How widespread is the Yoga in Schools program?
Since inception…every elementary school has had the program at least once. Many have had the program more times than that…we’ve taught over 20,000 students in the elementary schools since 2002. We’re working into getting into middle schools and high schools.

What do you see coming out of kids learning yoga?

The physical things you see, obviously, they learn poses; you tell them a pose name and, after you repeat it a few times, you can say the pose and their bodies can go into that shape. We teach them some breathing exercises, the purpose of which is to calm them down. Also one of the things we teach them is they can do that before tests to calm themselves down. We require the teachers to stay for the class…and many of the teachers take notes and they’ll use the same exercises for breathing to calm the kids down before they do their tests. In the long-term, the hope is that we give them some tools, some coping tools, for how to handle stress, how to handle conversations in a more peaceful way. Many parents and teachers notice that the students who have yoga are more compassionate toward their classmates.
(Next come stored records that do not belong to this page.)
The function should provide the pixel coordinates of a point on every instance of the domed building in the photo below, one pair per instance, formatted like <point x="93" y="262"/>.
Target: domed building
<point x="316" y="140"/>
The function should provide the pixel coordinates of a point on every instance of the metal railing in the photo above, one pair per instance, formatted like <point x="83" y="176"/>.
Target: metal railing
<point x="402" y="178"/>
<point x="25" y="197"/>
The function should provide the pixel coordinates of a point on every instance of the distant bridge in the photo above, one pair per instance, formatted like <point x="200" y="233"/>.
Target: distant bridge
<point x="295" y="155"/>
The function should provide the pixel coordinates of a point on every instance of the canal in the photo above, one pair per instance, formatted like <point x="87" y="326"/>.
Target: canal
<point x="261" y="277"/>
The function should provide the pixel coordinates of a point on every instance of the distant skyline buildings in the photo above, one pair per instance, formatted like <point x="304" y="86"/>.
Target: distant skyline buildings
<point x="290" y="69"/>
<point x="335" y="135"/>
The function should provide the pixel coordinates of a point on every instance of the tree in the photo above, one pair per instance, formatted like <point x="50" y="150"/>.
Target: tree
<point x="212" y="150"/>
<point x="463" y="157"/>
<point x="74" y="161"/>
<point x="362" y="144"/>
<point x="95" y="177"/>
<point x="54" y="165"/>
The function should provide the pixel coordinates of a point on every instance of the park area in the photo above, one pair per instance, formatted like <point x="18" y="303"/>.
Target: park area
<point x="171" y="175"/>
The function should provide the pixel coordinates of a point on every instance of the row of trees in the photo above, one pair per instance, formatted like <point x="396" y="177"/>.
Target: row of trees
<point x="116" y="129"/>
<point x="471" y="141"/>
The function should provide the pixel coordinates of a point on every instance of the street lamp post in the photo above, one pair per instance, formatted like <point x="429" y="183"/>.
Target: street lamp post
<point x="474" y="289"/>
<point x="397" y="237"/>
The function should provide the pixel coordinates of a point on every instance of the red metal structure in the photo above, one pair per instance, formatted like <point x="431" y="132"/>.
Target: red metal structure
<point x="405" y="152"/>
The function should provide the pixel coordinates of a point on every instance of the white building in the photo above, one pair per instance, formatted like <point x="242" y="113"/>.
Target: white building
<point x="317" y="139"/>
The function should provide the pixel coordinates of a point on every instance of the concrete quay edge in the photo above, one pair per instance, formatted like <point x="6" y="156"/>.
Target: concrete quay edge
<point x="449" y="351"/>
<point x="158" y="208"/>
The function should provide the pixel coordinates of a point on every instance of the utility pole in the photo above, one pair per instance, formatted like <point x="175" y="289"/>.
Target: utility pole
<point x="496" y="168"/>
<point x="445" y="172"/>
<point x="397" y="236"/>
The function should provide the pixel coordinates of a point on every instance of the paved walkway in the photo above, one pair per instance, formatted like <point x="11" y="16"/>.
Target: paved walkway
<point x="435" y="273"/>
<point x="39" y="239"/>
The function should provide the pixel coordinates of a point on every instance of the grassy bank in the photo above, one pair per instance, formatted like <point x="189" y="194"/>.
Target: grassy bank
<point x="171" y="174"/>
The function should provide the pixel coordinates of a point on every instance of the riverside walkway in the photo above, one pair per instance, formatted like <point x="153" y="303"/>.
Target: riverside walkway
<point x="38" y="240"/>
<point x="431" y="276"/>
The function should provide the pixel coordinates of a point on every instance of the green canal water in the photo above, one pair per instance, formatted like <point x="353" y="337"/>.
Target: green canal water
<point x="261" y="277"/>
At one point there was a ‘yoga in the prisons’ program as well?
Yes, Michael Hopp did that program. Of course, people see relationships between prisoners and students in that certain freedoms are taken away. Prisoners and students don’t like to take their shoes and socks off—except for kindergartners—so there are some similarities. The responses from the groups that worked with Michael and the groups that are working in the schools…the students have very similar responses: Yoga gives them freedom, that’s probably the easiest and most generalized statement.

What’s with the socks and shoes thing?
I don’t know. I taught homeless seniors in Boston and they also were unhappy to take their shoes and socks off. In some cases, I think it makes you more vulnerable if you’re barefoot, that’s your personal property and personal property is sought after.

The Community Yoga Center has a big Sun Salutation event each year.
Yes, every year around the winter solstice; it’s 108 Sun Salutations for world peace and the event is coordinated by me and this will be our 20th, on Dec. [14]. It’s a fundraiser for Yoga in Schools because we have no income other than donations and if we’re lucky enough to win a grant. So we work very, very hard to have that be enough funding for a few months of yoga.

How many hours do you do yoga?
I’m scheduled to teach 10 classes a week and then I have my own practice that is whatever I need to do to support myself. Let’s say 15 hours.

I thought you were going to say 50.
No, that’s insane. I like to cook too. And eat!

Do you have a favorite yoga pose?
I love headstands. That was my first yoga pose.